Kupi Beungoh
Aceh dan Kepemimpinan Militer (IX) - Iskandar Muda: Angkatan Perang, “Mercineries”, dan “Raja Toke”
Iskandar Muda mengawinkan perdagangan dan militer yang tiada duanya dalam sejarah Aceh, dan bahkan mungkin Nusantara.
Oleh Ahmad Humam Hamid*)
ISKANDAR Muda adalah raja tentara yang mempunyai kemampuan kapitalisasi kembaran dua kekuatan yang luar biasa.
Ia mengawinkan perdagangan dan militer yang tiada duanya dalam sejarah Aceh, dan bahkan mungkin Nusantara.
Ia tahu benar memanfaatkan militer untuk menjamin kestabilan dan pertumbuhan kerajaannya.
Ia juga paham benar apa arti kestabilan dan keteraturan Aceh untuk menjadi daya tarik pedagang mancanegara.
Berbagai bangsa berdatangan mulai dari Venesia Italia, Inggris, Belanda, Denmark, dan Perancis sampai ke Turki, Aleppo Syiria, dan Cina.
Dari India umumnya adalah pedagang Gujarat, Benggali, dan Malabar.
Dari kawasanan serantau ada pedagang Siam dan Pegu-Burma.
Sedangkan dari kawasan Nusantara berdatangan pedagang Banten, Jawa, dan Makassar.
Iskandar Muda membangun militer kerajaan Aceh yang terhitung digdaya pada masanya.
Mengutip catatan Laksamana Perancis, Agustin de Beaulieu (1629) sejarawan kondang Asia Tenggara, kelahiran Selandia baru, Anthony Reid, dan Takeshi Ito, Profesor Universitas Sofia, Tokyo (1985) menulis dengan baik bagaimana gambaran kapasitas Iskandar Muda tentang kemiliteran Aceh pada masanya.

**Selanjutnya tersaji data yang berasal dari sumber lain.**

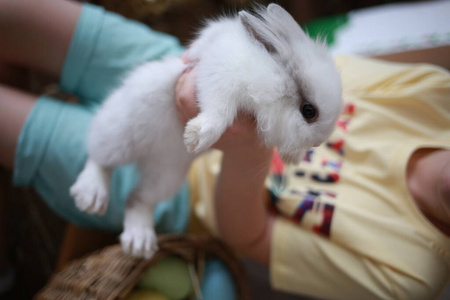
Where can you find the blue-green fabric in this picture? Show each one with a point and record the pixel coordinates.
(51, 149)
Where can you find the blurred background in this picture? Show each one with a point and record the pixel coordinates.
(364, 27)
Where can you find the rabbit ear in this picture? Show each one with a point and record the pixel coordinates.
(286, 25)
(259, 30)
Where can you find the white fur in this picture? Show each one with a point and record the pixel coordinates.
(266, 66)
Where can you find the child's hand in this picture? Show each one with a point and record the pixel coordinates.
(241, 136)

Reid dan Ito menyebutkan (1985), dalam tempo 24 jam, Iskandar Muda mampu memobilisir 40.000 tentara untuk siap berperang.
Pada saat yang sama, bersamanya di istana 1.500 pengawal raja juga siap.
Pengawal itu umumnya adalah budak dan serdadu bayaran yang umumnya adalah orang asing-bukan pribumi Aceh.
Di sekitar istananya juga siap 200 pasukan berkuda (Dasgupta 1962).